Une séquence de quelques secondes aura suffi à enflammer la toile. Dans la nuit du 7 à ce 8 septembre 2026, une vidéo a fuité sur les réseaux sociaux. On y voit l’internationale camerounaise, sacrée championne d’Afrique en août dernier au Maroc avec les Lionnes Indomptables, Rose Bella, échanger un baiser à la bouche avec une autre femme dans ce qui s’apparente à un ascenseur à l’arrêt.
La scène a immédiatement provoqué une vague d’indignation au Cameroun, où les rapports sexuels entre personnes de même sexe sont punis par l’article 347-1 du Code pénal.
Les réactions ont été vives. Sous le choc, de nombreux supporters se disent déçus.
Le journaliste sportif Marc Chouamo n’a pas mâché ses mots : Cette Lionne “peut dire adieu à la Coupe du Monde Brésil 2027”.
Le site spécialisé Cfoot a réagi avec ironie : “Oui, on te donne le café”.
Pour le média Ayila’Sport, l’affaire est plus sérieuse : “J’espère que la commission d’éthique de la Fecafoot va se saisir de ces vidéos qui polluent la toile. L’heure est grave”.
Le premier impact est déjà financier. L’entreprise Ange Hair & Beauty, dont l’une des femmes en action dans la vidéo surnommée Ngon Eton est l’égérie, a publié un communiqué annonçant la suspension de leur collaboration “dans l’attente d’une vérification complète des faits”.
Au-delà de la polémique du moment, cette vidéo de Rose Bella avec une autre femme ramène sur la table un tabou ancien qui a longtemps freiné l’essor du football féminin au Cameroun. L’amalgame entre pratique du football et homosexualité a poussé de nombreux parents à détourner leurs filles de cette discipline.
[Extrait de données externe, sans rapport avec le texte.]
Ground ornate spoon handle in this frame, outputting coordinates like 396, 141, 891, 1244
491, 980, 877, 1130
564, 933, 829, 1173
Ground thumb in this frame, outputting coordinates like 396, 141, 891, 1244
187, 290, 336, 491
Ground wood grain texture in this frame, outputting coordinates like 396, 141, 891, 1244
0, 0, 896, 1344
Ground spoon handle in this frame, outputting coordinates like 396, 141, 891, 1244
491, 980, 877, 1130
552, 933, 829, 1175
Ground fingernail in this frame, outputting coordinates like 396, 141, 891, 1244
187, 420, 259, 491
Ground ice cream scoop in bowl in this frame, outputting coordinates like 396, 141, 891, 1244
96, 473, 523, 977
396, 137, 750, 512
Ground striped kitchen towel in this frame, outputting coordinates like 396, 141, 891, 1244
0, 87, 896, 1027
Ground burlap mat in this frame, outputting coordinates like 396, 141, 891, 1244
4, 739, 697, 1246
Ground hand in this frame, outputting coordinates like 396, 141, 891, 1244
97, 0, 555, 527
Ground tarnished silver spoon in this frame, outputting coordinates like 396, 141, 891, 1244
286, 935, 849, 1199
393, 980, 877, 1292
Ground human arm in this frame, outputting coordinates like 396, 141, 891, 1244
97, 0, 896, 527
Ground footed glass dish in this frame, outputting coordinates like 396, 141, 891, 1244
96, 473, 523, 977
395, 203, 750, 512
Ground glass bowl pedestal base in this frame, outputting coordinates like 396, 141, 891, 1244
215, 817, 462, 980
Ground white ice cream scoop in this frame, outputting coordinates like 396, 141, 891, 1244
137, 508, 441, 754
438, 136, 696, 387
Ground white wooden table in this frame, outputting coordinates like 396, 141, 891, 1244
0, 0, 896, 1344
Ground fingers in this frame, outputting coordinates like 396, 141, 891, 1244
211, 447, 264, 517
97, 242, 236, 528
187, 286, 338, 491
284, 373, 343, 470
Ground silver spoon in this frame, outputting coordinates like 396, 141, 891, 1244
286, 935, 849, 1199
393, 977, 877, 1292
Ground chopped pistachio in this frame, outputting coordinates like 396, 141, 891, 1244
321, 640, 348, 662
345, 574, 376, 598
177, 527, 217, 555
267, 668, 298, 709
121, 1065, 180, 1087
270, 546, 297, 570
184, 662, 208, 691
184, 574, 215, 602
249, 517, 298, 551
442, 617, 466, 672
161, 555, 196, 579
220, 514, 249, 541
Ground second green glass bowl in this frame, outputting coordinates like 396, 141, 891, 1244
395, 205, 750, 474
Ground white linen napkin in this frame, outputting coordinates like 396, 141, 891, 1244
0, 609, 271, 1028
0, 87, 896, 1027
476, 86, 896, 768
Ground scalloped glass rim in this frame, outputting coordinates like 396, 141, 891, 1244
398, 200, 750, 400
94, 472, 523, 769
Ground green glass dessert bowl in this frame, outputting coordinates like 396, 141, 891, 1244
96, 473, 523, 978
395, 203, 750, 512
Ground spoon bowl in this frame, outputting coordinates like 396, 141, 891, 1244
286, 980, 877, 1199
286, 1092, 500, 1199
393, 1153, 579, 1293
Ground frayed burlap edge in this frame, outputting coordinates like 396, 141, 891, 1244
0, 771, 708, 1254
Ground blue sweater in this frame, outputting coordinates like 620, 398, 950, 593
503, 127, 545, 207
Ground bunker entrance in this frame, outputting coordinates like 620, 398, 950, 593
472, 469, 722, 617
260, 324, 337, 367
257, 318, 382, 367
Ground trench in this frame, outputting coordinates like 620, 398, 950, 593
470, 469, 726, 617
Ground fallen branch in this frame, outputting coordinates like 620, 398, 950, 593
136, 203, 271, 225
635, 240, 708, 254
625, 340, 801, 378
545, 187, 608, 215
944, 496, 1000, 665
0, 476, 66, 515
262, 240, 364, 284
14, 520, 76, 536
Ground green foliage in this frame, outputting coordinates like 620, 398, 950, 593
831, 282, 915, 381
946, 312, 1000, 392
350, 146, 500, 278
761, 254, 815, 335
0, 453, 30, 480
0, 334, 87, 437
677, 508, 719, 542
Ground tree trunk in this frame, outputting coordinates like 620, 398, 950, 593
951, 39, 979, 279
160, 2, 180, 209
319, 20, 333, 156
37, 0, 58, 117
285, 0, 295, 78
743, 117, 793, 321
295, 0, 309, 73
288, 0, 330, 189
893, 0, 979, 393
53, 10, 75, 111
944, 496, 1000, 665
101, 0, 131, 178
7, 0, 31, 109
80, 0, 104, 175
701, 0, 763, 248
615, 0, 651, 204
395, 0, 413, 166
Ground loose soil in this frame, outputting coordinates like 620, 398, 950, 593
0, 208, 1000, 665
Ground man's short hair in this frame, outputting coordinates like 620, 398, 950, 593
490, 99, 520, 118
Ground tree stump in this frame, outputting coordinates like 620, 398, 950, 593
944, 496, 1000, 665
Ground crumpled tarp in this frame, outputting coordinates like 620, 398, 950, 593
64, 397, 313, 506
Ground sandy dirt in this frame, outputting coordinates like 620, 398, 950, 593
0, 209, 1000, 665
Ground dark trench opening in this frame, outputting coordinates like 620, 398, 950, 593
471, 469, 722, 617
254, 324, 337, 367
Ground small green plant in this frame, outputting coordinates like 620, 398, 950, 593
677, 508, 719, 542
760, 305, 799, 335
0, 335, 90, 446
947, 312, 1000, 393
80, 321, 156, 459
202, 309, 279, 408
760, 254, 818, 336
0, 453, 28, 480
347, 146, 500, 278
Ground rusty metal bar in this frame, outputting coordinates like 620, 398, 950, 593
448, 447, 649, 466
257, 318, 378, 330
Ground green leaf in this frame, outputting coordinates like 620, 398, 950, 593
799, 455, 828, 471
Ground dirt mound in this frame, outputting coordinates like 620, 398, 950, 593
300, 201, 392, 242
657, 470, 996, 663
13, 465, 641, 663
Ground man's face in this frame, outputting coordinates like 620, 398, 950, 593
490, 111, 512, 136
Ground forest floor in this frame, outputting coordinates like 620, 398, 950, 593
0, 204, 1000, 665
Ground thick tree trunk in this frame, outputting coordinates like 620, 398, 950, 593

Un important travail de sensibilisation avait été mené pour déconstruire ce cliché. En 2021, l’icône du football féminin Ajara Nchout Njoya déclarait à Afrique Football Média : “Les gens doivent arrêter de croire que parce que tu joues au football, tu es lesbienne. Ce n’est pas forcément ça”. Une campagne qui semblait porter ses fruits, jusqu’à aujourd’hui.
Cette affaire soulève enfin la question du deux poids deux mesures. Comment mener une lutte efficace quand certaines personnes sont condamnées au Cameroun pour homosexualité alors que d’autres, surprises dans des situations similaires, restent libres car protégées par de hauts réseaux ?
Il y a quatre ans, des vidéos intimes impliquant Gaëlle Enganamouit, une autre grande figure du football féminin camerounais avaient circulé massivement. Non seulement elle n’a jamais été inquiétée par la justice, mais elle a ensuite été promue à de hautes responsabilités dans le football national.
Dans un pays gouverné par la loi du plus fort, cette Lionne ne manquera pas la prochaine Coupe du monde si elle bénéficie de la protection des puissants.
Tant que cette justice sélective persistera, la lutte contre des pratiques pourtant interdites par la loi camerounaise restera sans effet.